Five Questions: Biroco

1. Why do you blog?
It’s useful to have an instant audience for short pieces of writing, and also to have something to motivate you. Although I had no clear intention when I began over three years ago, I soon noticed I was writing pieces in a style geared to the medium and that probably wouldn’t have got written otherwise. It’s interesting to see what comes when you aim at a very specific outlet, as it inevitably shapes what you say. It’s a bit like having a column. When your prime motivation is writing for yourself, it doesn’t greatly matter that your audience is small. The presence of some sort of audience is however important because it forces you to hone the writing so that it is clear there and then, whereas normally I would leave it in a semi-unfinished state and revise or abandon later. I find it useful to finish short pieces of writing on a regular basis, as the experience sets down a pattern to follow when it comes to longer works, the end of which is usually more difficult to reach.

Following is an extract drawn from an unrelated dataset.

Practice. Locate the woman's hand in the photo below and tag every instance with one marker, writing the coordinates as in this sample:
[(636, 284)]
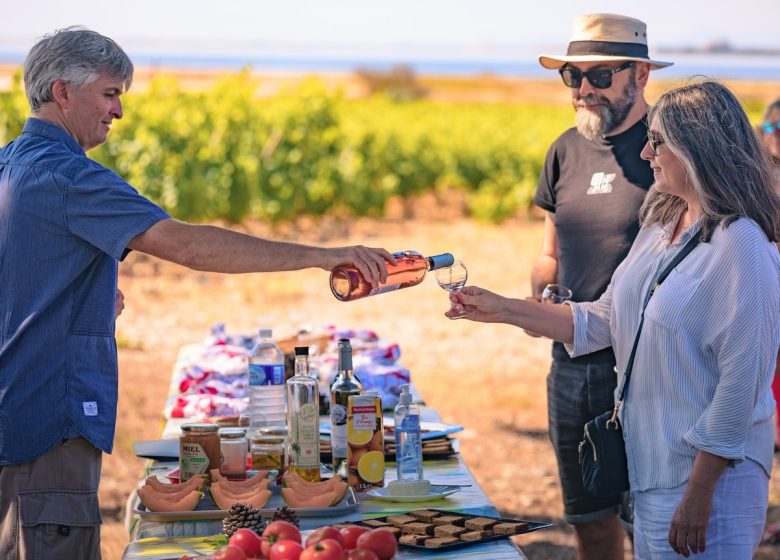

2. Which author and/or book has most influenced you?
I decided to “be a writer” after seeing a television documentary on William S Burroughs in, I think, 1982. Afterwards I read most of his work and experimented with cut-up, so I guess he has been the biggest influence in that he got me going. I wouldn’t say Burroughs’ work is an influence anymore, though. There are a handful of other good writers since then who have opened my eyes to what it is possible to do with words.

3. Which three blogs do you most visit?
Excluding your own, these would be, at present:
The Quiet Road:
Journal of a Writing Man:
Grumpy Old Bookman:

4. Why do you read fiction?
I read fiction because under that category the very best of writers are to be found. Most fiction, however, I find unreadable. I usually read writers who have done something different, gone out on a limb or experimented in some way, writers such as Samuel Beckett, Fernando Pessoa, Alasdair Gray, B S Johnson, J M Coetzee, Michel Houellebecq. I read fiction to be entertained and learn something about writing at the same time.

5. What makes you laugh?
The Mighty Boosh, Napoleon Dynamite, a cat chasing its own tail, Richard Brautigan, ducks skidding on ice.